The US economy is increasingly defined by a K-shaped trajectory, where affluent households continue to spend and accumulate wealth while lower-income consumers struggle to keep pace. This divergence is most visible in the credit landscape: auto loans and credit card balances have surged to record highs, but the burden is far from evenly distributed. For prime borrowers, steady income growth and robust asset gains provide a cushion, while subprime and lower-income households face rising interest costs, shrinking savings, and mounting delinquencies. The result is a financial squeeze on lower-income consumers as essential expenses and debt servicing crowd out discretionary spending, creating a two-speed consumer economy.

Auto loan delinquencies offer a clear lens into the uneven financial pressures across consumer classes. For prime borrowers, delinquency rates remain relatively low, hovering near 2%. The picture is starkly different for subprime borrowers, where delinquency rates are approaching 16%, signaling acute financial stress. While recent bank earnings suggest overall consumer loan performance is better than feared, pockets of vulnerability, particularly in the subprime segment, pose a risk that could persist if economic momentum slows and unemployment rises. This divergence underscores the structural fragility beneath headline averages and highlights why credit quality trends deserve close attention.

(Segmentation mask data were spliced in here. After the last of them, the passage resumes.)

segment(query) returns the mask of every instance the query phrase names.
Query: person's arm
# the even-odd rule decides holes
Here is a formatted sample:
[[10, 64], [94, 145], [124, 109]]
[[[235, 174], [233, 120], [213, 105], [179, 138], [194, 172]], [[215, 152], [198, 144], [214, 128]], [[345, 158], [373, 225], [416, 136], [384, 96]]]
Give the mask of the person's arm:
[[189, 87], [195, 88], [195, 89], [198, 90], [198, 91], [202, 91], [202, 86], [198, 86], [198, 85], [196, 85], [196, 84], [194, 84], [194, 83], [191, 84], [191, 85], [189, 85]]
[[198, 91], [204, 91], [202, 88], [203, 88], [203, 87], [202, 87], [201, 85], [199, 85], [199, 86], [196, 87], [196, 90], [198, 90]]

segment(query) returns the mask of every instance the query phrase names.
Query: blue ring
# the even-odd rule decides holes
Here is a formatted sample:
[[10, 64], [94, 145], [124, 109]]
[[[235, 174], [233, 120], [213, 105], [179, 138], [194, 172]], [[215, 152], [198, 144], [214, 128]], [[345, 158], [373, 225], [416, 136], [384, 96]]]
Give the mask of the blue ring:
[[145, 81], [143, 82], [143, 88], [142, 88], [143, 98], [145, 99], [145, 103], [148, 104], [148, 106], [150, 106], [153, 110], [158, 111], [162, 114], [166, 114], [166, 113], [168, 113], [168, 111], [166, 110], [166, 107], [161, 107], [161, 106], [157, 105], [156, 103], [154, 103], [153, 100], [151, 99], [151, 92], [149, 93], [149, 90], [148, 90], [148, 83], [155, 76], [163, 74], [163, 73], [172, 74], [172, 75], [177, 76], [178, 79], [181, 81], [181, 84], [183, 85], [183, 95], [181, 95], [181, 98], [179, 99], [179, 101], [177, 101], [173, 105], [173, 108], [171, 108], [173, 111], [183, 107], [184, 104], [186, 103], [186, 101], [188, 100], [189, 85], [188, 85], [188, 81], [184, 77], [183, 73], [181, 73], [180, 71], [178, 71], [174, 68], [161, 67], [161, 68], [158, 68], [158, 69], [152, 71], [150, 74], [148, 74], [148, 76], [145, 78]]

While rising subprime delinquencies grab headlines, it’s important to remember that subprime auto ABS structures are built to absorb far worse performance scenarios. Senior tranches in these deals typically have credit enhancement levels that allow them to withstand up to 35% trust losses without impairment, a buffer far from the current loss rates of 8.5%. In other words, while the uptick in subprime stress warrants monitoring, the impact on the ABS market remains limited. These securitizations are engineered for volatility, and most senior bonds remain well-protected, even under severe stress assumptions. Don’t kill the messenger – the structural resilience of subprime auto ABS means this is more of a credit cycle story than a systemic risk event.